Use storage tools to monitor storage system disk performance, which needs to be monitored together with esxtop
There is also a tool called vSCSIStats
If certain applications provide more memory, they can reduce their disk overhead.
- Storage system is slow
Follow the above list
- Storage system latency
Shares
https://docs.vmware.com/en/VMware-vSphere/6.7/com.vmware.vsphere.html.hostclient.doc/GUID-3AB5A86D-5AFF-4A18-A758-08A529C7A9F9.html
Limit IOPS
https://kb.vmware.com/s/article/1038241
CongestionThreshold (Storage IO Control).
https://kb.vmware.com/s/article/1019687
- Bad disk
Check the disk/network storage regularly, and replace it immediately if it fails or is out of date. However, you should know that in some cases, especially when a disk fails, starting a check (additional use of RAID memory) will leave other disks in the same fate = destroy the entire RAID.
- ESXi system
Use separate disks for the ESXi host OS, swap partitions, and VMs stored on local data storage. In addition, consider using RAID to improve read and write performance.
- Snapshot
Delete all unused or redundant snapshots. This is not an optional operation. It must now be known that the more snapshots you have, the greater the disk overhead for I/O activity.
- encryption
Use disk encryption only when necessary! Encryption will cause increased overhead, and increased overhead will cause performance degradation.
Tips:
(1) Deploy vRealize Operations Manager to conduct a more in-depth assessment of the environment
(2) Ask yourself a question: Does the VM really behave abnormally?
(3) Latest update and latest version
Updates and the latest version often resolve performance issues by fixing bugs, improving drivers and code. However, sometimes the latest version can make the situation worse! Therefore, please stay vigilant and test until you are sure. Or at least let others try it before making a decision.
(4) Antivirus software
It is not recommended to install any anti-virus software on ESXi, because ESXi itself occupies a small space and has built-in security features. If you must install AV on ESXi, you must exclude VM files (such as VMDK) from the scan plan, especially during peak usage hours.

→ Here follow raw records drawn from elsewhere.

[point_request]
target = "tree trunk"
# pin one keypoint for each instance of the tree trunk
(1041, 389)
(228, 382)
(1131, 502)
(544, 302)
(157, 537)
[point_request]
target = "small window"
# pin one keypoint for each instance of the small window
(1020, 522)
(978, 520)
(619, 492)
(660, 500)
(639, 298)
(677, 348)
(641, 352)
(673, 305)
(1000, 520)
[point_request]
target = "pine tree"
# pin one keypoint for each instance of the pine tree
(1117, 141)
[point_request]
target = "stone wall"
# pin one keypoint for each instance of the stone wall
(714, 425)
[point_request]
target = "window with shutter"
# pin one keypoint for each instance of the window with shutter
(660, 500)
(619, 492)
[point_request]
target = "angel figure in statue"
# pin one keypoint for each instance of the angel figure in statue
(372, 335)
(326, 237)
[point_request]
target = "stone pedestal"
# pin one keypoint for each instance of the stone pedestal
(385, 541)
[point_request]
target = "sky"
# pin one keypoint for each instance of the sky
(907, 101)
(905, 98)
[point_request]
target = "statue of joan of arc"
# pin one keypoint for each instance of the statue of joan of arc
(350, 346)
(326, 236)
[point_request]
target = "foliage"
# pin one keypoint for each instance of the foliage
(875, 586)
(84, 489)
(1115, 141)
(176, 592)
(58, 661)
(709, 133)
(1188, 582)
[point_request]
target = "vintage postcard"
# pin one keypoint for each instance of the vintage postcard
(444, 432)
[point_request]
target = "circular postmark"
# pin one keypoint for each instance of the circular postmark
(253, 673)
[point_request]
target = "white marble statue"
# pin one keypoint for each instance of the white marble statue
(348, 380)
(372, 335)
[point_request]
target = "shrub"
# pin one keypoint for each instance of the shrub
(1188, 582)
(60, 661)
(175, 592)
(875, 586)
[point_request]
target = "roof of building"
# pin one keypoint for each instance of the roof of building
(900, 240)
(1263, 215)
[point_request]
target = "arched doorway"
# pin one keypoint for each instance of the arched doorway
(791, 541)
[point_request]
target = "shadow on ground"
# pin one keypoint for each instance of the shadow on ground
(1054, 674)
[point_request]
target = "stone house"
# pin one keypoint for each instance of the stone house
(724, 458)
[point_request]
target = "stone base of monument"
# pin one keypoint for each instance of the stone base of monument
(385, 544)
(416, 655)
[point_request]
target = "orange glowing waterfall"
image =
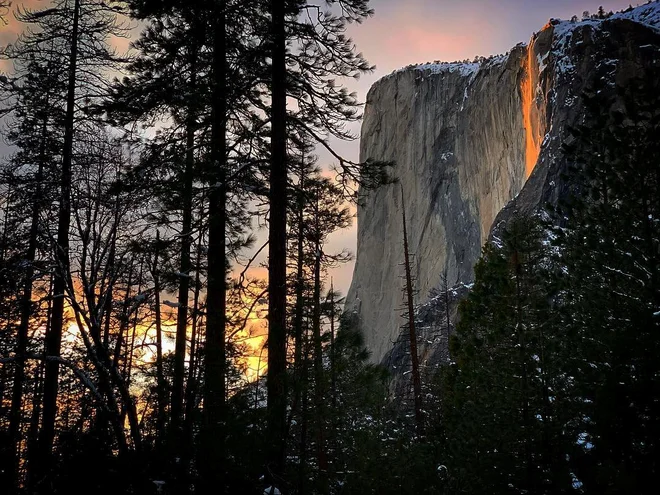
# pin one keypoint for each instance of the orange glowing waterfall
(530, 112)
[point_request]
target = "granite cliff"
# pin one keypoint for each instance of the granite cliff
(472, 144)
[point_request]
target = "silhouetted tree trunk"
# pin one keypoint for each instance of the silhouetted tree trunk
(185, 266)
(160, 377)
(276, 379)
(318, 363)
(26, 312)
(213, 467)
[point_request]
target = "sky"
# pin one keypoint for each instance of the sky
(404, 32)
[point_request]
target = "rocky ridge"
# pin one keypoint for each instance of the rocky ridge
(473, 144)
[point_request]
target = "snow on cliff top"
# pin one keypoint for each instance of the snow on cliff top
(647, 14)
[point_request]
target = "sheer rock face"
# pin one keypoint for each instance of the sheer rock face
(465, 139)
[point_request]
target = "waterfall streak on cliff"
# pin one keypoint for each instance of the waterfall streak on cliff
(527, 90)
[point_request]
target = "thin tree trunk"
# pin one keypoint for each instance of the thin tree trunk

(5) Is CPU power management enabled?
If CPU power management is enabled on the ESXi server, it may cause speed delays, which in turn causes delays in applications or workloads, resulting in performance degradation. If you think this is the source of the problem, you must check with the manufacturer's documentation on disabling CPU power management. If the effect is zero, please re-enable it and perform a health check.
(6) Battery for Bios and SCSI controller
If possible, please check the battery of the Bios system of the ESXi host and the power battery of the SCSI or other controllers. SCSI cache usually requires additional power to work, and the battery on the control board usually provides power for it. Although the manual said it was a backup power solution, I found that the power supply battery undervoltage caused the controller to work incorrectly, which can only be repaired by replacing it.
A few final suggestions:
Perform health checks on all physical structures of the storage system, including iSCSI switches, networks, and optical cables.
Check the switch log to ensure that no errors or other events have occurred in the storage system or the device itself.
Ping iSCSI from the vmkernel address to ensure that there is no problem connecting to iSCSI.
Perform a health check on the SAN itself-make sure there are no failed disks, storage controller failover events, or any other errors that may affect performance.
Check the available disk space on each LUN connected to the ESXi host.
to sum up
Troubleshooting VMware vSphere ESXi seems a bit complicated. However, with accurate documentation, a good understanding of the infrastructure, and some efficient built-in tools, any problem with the VM can be solved. Think about where and what is wrong, and then find out what caused the system to fail. You can also seek help from VMware or vendor technical support at any time.
Scan the code and follow the official account to see more technical dry goods!